Doğadaki detaylarda, tarihi eserlerle, ünlü tablolarda, meşhur mimari yapılarda altın orana rastlanır.
Altın Oranın Doğadaki Örnekleri
Doğayı incelediğimizde pek çok yerde altın oranı görebiliriz. Deniz kabukları, çiçek yaprakları, koni şeklindeki sarmallar ve bitki dalları gibi doğal yapılar, altın oranın izlerini taşır.
Bir ayçiçeğine veya bir çam kozalağına yakından bakıldığında merkezden dışa doğru sarmallar çizdiğini görülür. Salyangozların kabukları da altın orana sahip sarmal şeklindedir.
Herhangi bir sarmal biçimi içermeyen diğer canlılarda mesela ağaçlarda ve çiçek yapraklarında ise altın oran kendini farklı şekilde gösterir. Birçok ağacın dal ve yaprakları altın orana göre dizilmiştir.
İnsan anatomisi detaylı olarak incelendiğinde yüzümüzde, kemik yapımızda hatta iç organlarımızda da altın oran görülür. Örneğin sağlıklı bir insan vücudunda; ayak parmak uçlarından göbeğe olan uzunluğun göbekten baş bitimine olan uzunluğa oranı, dizden bileğe olan uzunluğun, dizden bele olan uzunluğa oranı, çeneden alın bitimine olan uzunluğun, alın bitiminden saç bitimine uzunluğa oranı 1,618’e yani altın orana eşittir.
Daha derine indiğimizde iç organlarımızda da altın oran vardır. Örneğin akciğerlerimizde soluk borumuzun devamında önce uzun ardından kısa bronşlar bulunur. Uzun bronşların uzunluğunu kısa bronşların uzunluğuna oranı da altın orandır.
Vücudumuzda yaşanan tüm olayları kontrol eden DNA’da altın oranın dikkat çekici örneklerinden biridir. DNA yapısal olarak iki sarmaldan oluşur ve bu sarmalların uzunluğu ve genişliği altın orana uygundur.
Hayvan bilimi olan zooloji de altın oran araştırma konusu olmuştur. Örneğin karıncanın gövdesinde yer alan her bir boğum ölçülüp oranlarına bakıldığında küçük parçanın büyüğe oranı ile büyük parçanın tüm karınca gövdesine oranı eşit olduğu görülür. Aynı incelemeler penguenler, sinekler, kelebekler, kaplanlar ve birçok hayvan üzerinde yapıldığında da altın orana rastlanmıştır.
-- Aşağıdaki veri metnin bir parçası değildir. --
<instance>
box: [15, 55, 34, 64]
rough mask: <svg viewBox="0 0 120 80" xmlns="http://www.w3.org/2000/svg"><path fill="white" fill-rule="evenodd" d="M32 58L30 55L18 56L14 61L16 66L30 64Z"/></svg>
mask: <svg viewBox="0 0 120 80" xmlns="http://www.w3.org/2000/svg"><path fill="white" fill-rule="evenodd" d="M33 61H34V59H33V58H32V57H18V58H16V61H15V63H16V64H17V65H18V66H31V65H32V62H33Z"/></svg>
Altın Oranın Sanat ve Mimarideki Yeri
Milattan önce yapılan yapılarda bile altın orana rastlanmaktadır. Örneğin nasıl yapıldığı hala gizemini koruyan, milattan önce 3000’li yıllarda yapıldığı düşünülen Mısır Piramitleri altın orana sahiptir. Piramitlerin yüksekliklerinin tabanları ile oranı, altın orana eşittir.
Türk mimarisinin öncüsü Mimar Sinan’ın eserleri bütünle ve kendileriyle bir oran içerisindedir. 1575 yılında tamamlanan Selimiye Cami ve 1557 yılından tamamlanan Süleymaniye Camiinde altın oran kullanılmıştır. Sanat tarihinin önemli isimlerinden Celâl Esat Arseven’e göre özellikte Mimar Sinan’ın ustalık eseri Edirne Selimiye Caminin muazzam büyük ve geniş cephelerinde yer alan öğelerin yerleşiminde; kemer, kapı ve özellikle pencerelerin genişlik ve yükseklik ölçülerinde Sinan’ın altın oranın bilincinde olduğu görülmektedir.
Profesör mimar ve mimarlık tarihçisi Orhan Tuncer tarafından yapılan orantı analizleri sonucu Selçukluların 1258 yılında Konya’da inşa ettikleri İnce Minareli Medresesinin (1258) taç kapısı üzerinde kenar uzunlukları altın oranı veren dik üçgeninin varlığı ortaya çıkmıştır.
Mona Lisa tablosu, Mondrian Kırmızı, Sarı ve Mavi yağlı boya çalışması gibi ünlü eserler de altın oran göz önünde bulunarak resmedilmiştir.